THNEIBEH, Jordan — Jordan is deploying more forces to face a growing threat to its borders, as Islamic State extremists in neighboring Iraq and Syria are being dislodged from some strongholds, the commander of the kingdom's border guards said Thursday.
The IS group, which seized large parts of Iraq and Syria in 2014, is under intense military pressure in both countries and has lost significant territory in recent months. U.S.-backed Iraqi forces recently announced the recapture of the eastern side of Mosul, the northern city where they have been waging a three-month-old offensive.
Brig. Gen.

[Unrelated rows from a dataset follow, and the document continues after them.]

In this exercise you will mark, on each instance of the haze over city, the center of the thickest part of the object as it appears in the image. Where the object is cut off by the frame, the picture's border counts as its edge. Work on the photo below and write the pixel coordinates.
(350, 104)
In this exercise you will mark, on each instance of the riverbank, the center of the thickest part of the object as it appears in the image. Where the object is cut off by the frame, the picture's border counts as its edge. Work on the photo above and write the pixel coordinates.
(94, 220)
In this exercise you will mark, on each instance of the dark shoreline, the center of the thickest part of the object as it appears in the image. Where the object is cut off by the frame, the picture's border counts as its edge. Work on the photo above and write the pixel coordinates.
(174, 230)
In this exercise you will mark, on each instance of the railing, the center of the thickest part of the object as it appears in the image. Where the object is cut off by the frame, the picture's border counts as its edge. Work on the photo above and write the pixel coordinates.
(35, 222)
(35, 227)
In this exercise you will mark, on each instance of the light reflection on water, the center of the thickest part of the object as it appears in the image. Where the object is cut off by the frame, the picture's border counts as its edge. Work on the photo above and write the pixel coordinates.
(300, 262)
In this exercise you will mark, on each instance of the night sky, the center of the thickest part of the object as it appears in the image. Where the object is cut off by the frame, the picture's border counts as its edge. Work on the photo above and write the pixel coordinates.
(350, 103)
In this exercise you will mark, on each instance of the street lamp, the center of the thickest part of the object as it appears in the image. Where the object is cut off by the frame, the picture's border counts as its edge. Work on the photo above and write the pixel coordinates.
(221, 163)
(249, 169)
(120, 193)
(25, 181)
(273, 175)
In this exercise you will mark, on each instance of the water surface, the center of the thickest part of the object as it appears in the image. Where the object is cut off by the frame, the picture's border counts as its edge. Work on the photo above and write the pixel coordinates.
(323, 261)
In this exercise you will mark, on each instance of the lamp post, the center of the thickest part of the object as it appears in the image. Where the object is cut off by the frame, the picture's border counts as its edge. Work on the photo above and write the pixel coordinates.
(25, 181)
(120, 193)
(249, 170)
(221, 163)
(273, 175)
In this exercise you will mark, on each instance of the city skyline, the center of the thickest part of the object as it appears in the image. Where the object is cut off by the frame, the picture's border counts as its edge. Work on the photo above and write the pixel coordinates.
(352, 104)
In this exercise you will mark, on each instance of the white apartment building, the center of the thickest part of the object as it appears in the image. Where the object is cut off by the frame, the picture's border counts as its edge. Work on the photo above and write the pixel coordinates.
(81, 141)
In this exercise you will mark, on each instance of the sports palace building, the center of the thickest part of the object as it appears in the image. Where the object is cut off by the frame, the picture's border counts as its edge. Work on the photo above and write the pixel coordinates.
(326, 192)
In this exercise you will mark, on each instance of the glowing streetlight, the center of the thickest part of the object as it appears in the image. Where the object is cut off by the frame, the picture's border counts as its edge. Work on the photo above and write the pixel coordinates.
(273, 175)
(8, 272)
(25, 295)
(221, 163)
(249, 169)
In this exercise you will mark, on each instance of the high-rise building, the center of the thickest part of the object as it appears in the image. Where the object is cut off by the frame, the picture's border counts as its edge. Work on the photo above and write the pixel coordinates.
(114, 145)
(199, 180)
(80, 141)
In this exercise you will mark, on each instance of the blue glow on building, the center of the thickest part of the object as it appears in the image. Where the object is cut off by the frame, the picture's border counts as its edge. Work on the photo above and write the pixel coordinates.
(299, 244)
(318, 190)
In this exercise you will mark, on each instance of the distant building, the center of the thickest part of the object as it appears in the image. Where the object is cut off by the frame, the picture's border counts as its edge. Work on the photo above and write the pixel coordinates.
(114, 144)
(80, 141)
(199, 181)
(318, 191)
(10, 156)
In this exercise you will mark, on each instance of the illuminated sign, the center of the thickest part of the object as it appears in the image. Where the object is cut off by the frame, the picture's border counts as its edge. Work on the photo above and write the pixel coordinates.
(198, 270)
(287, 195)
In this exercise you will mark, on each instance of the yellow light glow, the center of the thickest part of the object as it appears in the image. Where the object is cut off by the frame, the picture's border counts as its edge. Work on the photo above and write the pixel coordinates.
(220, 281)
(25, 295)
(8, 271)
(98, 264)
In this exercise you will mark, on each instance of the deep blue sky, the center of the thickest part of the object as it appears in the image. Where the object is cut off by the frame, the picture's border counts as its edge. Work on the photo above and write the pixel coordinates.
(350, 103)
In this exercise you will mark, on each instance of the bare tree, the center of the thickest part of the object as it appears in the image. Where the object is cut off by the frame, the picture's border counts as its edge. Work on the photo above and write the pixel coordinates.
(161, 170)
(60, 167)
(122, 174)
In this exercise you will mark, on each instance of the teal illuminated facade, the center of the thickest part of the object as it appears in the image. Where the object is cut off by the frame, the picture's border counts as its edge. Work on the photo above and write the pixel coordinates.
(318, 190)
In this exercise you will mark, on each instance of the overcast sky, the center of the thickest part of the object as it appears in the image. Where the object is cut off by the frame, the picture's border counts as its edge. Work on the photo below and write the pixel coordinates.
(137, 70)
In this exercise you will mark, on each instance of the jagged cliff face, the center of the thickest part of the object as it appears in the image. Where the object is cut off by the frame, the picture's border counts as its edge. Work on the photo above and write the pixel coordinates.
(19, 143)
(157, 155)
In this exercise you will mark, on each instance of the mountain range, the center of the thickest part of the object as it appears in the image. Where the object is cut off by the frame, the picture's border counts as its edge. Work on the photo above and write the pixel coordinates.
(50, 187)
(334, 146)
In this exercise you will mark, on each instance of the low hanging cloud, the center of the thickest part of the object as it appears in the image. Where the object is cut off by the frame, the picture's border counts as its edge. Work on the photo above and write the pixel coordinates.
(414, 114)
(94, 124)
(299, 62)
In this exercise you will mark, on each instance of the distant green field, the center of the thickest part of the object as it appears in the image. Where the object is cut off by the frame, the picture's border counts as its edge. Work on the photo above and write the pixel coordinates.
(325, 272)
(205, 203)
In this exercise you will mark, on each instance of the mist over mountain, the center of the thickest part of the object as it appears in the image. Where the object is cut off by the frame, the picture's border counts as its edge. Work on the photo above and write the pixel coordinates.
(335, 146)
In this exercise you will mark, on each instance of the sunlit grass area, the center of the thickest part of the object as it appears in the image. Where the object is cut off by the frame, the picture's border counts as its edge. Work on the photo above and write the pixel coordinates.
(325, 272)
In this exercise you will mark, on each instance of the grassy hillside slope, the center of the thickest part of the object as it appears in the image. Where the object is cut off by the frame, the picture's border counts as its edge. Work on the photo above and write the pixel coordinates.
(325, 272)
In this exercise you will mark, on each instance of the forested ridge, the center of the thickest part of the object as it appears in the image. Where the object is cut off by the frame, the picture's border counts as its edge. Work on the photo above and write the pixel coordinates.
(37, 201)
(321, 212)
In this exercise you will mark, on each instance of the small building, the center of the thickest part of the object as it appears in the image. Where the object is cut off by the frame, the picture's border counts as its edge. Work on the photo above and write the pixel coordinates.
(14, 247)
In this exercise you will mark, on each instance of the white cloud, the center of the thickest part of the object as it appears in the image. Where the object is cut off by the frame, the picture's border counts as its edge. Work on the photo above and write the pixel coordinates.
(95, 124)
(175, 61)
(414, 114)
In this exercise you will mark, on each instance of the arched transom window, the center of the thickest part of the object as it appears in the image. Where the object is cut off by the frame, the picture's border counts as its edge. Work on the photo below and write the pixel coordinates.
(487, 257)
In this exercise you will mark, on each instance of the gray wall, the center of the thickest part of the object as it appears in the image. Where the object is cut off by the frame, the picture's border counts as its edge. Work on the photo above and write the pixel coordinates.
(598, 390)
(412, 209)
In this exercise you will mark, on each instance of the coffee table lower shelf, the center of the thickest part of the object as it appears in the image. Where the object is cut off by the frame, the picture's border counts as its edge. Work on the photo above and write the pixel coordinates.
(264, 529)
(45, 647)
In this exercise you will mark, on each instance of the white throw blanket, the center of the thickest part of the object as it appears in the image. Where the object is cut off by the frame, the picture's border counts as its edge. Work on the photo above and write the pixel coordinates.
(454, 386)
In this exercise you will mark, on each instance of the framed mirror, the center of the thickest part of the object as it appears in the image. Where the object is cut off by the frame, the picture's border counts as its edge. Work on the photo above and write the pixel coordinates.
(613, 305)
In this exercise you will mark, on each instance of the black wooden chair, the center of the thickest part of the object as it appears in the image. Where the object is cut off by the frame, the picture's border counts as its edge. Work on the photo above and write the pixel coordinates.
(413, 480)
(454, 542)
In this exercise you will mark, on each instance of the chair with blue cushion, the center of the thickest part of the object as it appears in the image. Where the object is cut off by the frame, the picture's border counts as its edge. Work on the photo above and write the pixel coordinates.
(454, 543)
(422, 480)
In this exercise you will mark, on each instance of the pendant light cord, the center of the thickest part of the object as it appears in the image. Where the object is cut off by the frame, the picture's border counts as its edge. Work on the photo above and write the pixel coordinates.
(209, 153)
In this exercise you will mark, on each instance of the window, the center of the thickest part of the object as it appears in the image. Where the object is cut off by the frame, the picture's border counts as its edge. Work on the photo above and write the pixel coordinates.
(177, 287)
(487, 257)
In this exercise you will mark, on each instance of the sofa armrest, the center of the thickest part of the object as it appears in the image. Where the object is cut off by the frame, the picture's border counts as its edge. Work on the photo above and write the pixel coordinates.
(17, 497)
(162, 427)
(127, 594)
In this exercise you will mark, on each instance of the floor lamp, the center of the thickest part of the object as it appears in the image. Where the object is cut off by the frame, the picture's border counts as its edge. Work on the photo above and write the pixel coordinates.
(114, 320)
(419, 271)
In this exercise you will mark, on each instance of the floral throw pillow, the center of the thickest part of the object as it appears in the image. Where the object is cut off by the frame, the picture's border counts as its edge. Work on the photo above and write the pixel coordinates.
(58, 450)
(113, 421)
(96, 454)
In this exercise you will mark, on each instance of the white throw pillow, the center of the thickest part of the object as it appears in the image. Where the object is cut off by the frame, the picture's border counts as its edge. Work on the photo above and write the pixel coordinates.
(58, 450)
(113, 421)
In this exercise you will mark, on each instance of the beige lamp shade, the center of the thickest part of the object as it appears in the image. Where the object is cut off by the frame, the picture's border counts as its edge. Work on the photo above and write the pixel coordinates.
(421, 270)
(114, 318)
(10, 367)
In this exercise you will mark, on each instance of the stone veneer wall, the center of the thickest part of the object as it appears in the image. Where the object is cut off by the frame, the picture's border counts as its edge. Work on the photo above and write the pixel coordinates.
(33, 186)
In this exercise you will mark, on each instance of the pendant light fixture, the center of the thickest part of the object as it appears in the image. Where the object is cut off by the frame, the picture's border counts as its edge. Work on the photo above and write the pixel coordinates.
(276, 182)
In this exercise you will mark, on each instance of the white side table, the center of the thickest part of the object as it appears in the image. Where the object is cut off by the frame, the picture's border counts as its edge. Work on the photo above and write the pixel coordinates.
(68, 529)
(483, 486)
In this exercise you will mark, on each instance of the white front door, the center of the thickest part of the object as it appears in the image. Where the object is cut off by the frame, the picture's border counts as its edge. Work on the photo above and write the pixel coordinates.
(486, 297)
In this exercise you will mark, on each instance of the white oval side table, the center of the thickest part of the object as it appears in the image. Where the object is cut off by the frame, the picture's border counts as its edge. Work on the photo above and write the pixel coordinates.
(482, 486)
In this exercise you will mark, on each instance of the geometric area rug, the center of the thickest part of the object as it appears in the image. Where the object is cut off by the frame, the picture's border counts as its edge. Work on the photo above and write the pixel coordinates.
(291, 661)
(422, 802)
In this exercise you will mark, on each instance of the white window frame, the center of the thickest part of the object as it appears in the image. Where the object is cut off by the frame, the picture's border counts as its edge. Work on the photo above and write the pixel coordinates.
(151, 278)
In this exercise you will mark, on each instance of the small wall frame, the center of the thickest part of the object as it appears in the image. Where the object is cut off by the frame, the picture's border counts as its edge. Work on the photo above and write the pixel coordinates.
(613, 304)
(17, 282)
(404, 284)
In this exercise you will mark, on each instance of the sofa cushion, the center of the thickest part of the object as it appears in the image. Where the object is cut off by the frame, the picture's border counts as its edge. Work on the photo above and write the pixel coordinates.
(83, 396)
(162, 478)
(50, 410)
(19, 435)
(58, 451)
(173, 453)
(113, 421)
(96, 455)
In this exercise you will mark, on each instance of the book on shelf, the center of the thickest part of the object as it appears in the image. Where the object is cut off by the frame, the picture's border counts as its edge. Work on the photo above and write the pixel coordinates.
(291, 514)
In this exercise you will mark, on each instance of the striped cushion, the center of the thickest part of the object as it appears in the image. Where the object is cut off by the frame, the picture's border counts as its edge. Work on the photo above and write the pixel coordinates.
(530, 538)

Sami Kafawin, commander of Jordan's border forces, said he expects some of the retreating IS fighters to make their way to southern Syria, close to Jordan.
IS-affiliated groups already hold positions in southern Syria, some a few hundred meters from the border, the commander said, ahead of a tour of military positions along the western-most stretch of Jordan's border with Syria.
One such position, Thneibeh, faces the small Syrian village of Qusair, across the Yarmouk River.
Qusair is controlled by an IS-affiliated group, said Col. Rami Sondos, a border official. Another Syrian village, separated from Qusair by a deep ravine, is run by Syrian rebels.
The Syrian groups mostly fight each other, trading fire between the two villages, as the Jordanian troops observe.
During Thursday's visit, a soldier perched on a lookout in a watchtower monitored the villages through large, mounted binoculars. A camera used at night can detect movement eight kilometers (five miles) into Syria, while cameras mounted at other border posts have a reach of 20 kilometers, Sondos said.
Infiltration attempts from Syria, including by drug smugglers suspected of ties to the militants, have so far been one of the biggest threats, border officials said.
Kafawin said that if more IS fighters reach southern or eastern Syria, "we expect everything to be armed, to be dangerous, to become a real threat to the Jordan borders," including possible car bombs and suicide attacks.
Jordan, which is part of a U.S.-led anti-IS military coalition, has been "deploying more and more forces to the borders," currently close to half the military's personnel and resources, the commander said.
This is a sharp increase from before the 2011 outbreak of the Syria conflict, he added.